DaimlerChrysler confirms sale talks
BERLIN - DaimlerChrysler insists it is keeping all options open for the future of Chrysler. But judging by the shareholders at its annual meeting on Wednesday, Daimler's marriage to Chrysler is finished - except for the ink on the divorce papers. Trying to placate angry shareholders, DaimlerChrysler confirmed that it was in talks with several groups about a deal for the troubled unit, which lost $1.5-billion last year.

Federated invests in online, catalogs
CINCINNATI - Federated Department Stores will invest an additional $100-million this fiscal year in its direct-to-consumer businesses, including such Web sites as macys.com and bloomingdales.com, and its Bloomingdale's catalog. Federated expects its direct-to-consumer businesses to grow to more than $1-billion in sales by 2008 from about $620-million in 2006, the company said Wednesday.

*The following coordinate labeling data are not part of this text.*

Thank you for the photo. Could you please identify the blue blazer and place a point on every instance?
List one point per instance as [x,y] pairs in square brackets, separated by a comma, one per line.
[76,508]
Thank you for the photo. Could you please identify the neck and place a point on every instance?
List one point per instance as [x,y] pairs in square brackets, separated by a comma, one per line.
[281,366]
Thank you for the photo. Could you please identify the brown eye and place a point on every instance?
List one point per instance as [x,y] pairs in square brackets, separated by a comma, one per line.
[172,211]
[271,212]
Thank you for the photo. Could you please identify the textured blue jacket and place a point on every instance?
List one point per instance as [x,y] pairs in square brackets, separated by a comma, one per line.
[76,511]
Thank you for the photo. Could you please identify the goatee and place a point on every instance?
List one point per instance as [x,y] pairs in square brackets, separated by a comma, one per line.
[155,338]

Cemex-Rinker deal may affect Florida
MEXICO CITY - The U.S. Justice Department filed a proposed consent decree requiring Mexican cement maker Cemex SAB de CV to divest more than three dozen facilities in Arizona and Florida if its hostile takeover bid for Australia's Rinker Group Ltd. succeeds. The decree was filed Wednesday along with a Justice Department lawsuit seeking to block the $12-billion takeover due to competitive concerns. If approved, the decree would resolve the lawsuit. It was unknown whether any of Cemex's Tampa Bay-area facilities would be affected.